Cortical Plasticity Induced by Pairing Primary Motor Cortex Transcranial Magnetic Stimulation With Subthalamic Nucleus Magneto-Acoustic Coupling Stimulation.
Authors: Liu R, Ma R, Zhou X, Wang X, Wu J, Chu F, Wang M, Liu X, Wang Y, Zhu K, Zhang S, Yin T, Liu Z
Paired cortical and deep stimulation has the potential to induce enhanced cortical plasticity. Ideally, such stimulation should be noninvasive and precisely controlled. A novel paired stimulation method, combining transcranial magnetic stimulation (TMS) with transcranial magneto-acoustic coupled stimulation (TMAS), named TMS-TMAS, was proposed to achieve such stimulations. Although the primary motor cortex (M1) is stimulated using TMS, the pulsed magnetic field is coupled with a focused ultrasound field to achieve TMAS-based focused electrical stimulation of the subthalamic nucleus (STN) via the magneto-acoustic coupling effect. Cortical plasticity is induced by precisely controlling the timing of magnetic pulse and ultrasound emissions based on spike timing-dependent plasticity (STDP). The experimental system achieved cortical-focused magnetic stimulation with a transverse resolution of 4.3 mm, a longitudinal resolution of 2.8 mm, and a magnetic field intensity of 1.6 T in the M1 region. Additionally, deep-focused electrical stimulation with a transverse resolution of 1.6 mm, a longitudinal resolution of 9.9 mm, and a coupled electric field intensity of 280 mV/m in the STN region was realized. In vivo animal experiments demonstrated that TMS-TMAS enhanced the amplitude of motor evoked potential (MEP) and reduced response latency. Simulation and experimental results confirmed that TMS-TMAS achieves high spatial resolution, noninvasive paired stimulation of the cortex and deep nuclei, and induces enhanced cortical plasticity when the stimulation sequence satisfies the STDP criteria. This method provides a promising approach for noninvasive paired stimulation and is expected to advance brain science research and the rehabilitation of neuropsychiatric disorders involving deep brain structures.
Introduction
Purpose
transcranial ultrasound stimulation
Study Objective
To investigate whether paired noninvasive stimulation of the primary motor cortex (using TMS) and the subthalamic nucleus (using TMAS) can induce enhanced cortical plasticity.

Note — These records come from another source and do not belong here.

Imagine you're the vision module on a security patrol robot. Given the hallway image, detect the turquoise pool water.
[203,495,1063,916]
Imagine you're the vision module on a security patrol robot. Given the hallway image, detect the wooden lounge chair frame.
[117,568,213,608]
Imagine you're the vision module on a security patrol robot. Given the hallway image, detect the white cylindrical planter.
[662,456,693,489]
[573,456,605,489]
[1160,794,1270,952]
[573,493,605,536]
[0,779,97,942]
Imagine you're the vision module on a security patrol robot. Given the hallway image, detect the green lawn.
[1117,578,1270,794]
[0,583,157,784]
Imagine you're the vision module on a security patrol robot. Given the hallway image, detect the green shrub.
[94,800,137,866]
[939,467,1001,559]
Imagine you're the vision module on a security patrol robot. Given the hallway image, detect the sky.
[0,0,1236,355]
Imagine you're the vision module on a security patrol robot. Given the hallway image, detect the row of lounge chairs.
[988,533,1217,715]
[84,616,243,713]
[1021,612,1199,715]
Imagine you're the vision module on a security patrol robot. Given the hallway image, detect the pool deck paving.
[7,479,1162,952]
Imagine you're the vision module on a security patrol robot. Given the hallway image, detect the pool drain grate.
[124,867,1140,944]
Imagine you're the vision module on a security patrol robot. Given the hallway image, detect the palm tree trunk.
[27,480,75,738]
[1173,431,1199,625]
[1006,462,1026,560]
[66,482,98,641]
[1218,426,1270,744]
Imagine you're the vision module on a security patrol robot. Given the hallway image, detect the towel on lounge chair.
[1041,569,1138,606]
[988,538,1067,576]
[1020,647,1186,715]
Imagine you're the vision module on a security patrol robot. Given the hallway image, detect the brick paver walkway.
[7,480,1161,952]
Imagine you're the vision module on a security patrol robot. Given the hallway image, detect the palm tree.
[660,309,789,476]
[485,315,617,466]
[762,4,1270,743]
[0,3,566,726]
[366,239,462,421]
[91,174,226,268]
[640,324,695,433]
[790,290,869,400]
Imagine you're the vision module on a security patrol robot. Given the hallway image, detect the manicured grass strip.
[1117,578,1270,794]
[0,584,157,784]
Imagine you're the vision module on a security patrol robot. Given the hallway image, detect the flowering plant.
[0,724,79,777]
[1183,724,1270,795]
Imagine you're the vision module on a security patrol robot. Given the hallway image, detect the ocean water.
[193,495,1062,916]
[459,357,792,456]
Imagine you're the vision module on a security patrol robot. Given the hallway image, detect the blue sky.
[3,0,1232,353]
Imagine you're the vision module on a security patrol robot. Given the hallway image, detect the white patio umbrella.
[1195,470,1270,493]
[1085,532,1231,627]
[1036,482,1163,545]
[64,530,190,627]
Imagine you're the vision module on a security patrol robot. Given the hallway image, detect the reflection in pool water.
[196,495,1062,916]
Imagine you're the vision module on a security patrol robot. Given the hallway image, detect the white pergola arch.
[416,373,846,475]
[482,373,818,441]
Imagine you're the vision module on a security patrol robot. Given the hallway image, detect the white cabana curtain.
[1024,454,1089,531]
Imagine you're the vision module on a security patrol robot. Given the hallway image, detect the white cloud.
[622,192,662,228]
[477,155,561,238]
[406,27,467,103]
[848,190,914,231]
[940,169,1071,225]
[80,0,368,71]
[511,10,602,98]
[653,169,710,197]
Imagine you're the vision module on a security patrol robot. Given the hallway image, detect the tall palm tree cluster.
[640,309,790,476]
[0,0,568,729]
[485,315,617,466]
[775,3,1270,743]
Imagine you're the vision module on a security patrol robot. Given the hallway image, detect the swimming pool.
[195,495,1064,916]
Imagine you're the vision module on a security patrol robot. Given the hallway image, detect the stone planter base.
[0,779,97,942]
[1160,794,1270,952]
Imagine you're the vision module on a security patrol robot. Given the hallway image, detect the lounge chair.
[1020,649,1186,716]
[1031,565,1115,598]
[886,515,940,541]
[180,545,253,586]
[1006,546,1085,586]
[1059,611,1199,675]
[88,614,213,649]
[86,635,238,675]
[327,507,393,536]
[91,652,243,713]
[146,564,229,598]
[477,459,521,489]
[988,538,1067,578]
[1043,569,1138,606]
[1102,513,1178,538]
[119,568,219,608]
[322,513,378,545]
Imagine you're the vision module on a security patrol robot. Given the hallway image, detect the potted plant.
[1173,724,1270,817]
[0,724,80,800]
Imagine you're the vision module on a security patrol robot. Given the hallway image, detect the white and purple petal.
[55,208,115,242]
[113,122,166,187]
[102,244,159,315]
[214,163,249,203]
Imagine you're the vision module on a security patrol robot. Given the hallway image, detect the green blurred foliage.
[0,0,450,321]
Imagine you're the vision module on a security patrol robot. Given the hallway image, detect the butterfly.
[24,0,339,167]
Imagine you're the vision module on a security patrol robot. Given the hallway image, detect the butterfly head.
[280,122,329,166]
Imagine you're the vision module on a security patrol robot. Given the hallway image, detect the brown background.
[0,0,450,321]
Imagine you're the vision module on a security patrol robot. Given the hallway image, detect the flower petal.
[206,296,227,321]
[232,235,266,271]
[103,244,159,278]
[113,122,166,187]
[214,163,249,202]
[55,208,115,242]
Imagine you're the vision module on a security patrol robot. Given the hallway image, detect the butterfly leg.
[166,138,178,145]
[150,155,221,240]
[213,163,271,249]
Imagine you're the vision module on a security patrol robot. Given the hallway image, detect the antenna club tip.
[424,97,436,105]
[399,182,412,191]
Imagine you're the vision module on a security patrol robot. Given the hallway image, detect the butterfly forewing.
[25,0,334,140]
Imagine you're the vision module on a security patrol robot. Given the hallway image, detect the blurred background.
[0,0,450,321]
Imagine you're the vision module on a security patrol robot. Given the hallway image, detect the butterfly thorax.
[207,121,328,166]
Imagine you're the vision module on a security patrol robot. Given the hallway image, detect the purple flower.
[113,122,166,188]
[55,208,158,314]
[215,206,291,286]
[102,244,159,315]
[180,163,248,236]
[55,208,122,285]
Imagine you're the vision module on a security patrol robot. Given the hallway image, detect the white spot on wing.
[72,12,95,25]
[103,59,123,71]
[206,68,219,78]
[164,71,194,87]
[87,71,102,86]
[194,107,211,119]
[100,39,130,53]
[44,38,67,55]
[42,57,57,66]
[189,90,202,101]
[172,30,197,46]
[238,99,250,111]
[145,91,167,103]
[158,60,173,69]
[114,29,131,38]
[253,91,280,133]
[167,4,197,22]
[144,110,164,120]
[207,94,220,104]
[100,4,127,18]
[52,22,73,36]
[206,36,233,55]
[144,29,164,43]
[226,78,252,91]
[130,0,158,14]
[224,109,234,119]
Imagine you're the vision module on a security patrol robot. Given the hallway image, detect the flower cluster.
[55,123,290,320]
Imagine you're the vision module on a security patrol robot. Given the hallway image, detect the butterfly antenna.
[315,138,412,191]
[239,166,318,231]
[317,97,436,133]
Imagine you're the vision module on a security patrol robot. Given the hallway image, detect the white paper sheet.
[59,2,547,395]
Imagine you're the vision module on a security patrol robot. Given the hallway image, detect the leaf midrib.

Animal model / Human subject
Mouse, C57BL/6, male, 7-8 weeks old (~21 ± 2.50 g)
Disease model
healthy
MRI or image guidance method
Yes (stereotaxic)
Targeted brain region(s)
Subthalamic nucleus
Target coordinates
TMS (M1): AP +2 mm, ML +1.5 mm
TUS (STN): AP -6 mm, ML +1.5 mm
Outcomes and Safety
Summary of Outcomes
Paired TMS-TMAS stimulation significantly enhanced motor evoked potential (MEP) amplitude and reduced response latency compared to TMS alone or control, demonstrating successful induction of enhanced cortical plasticity. Isolated TUS did not significantly alter MEP.
Safety-related matter
none: no significant safety manner observed
Brain Region
Ultrasound Parameters
Ultrasound instrument
Self-focused ultrasonic transducer (prototype); aperture diameter: 20 mm
FUS Frequency
1MHz
FUS Intensity
Ispta: 172.8 mW/cm2.
FUS Pressure
Peak rarefactional pressure: 0.79Mpa
Peak compressional pressure: 0.79 MPa
FUS Mode
pulsed
Pulse duration
Pulse train duration aligned with magnetic pulse width (250 µs). Number of continuous pulses (N) = 250.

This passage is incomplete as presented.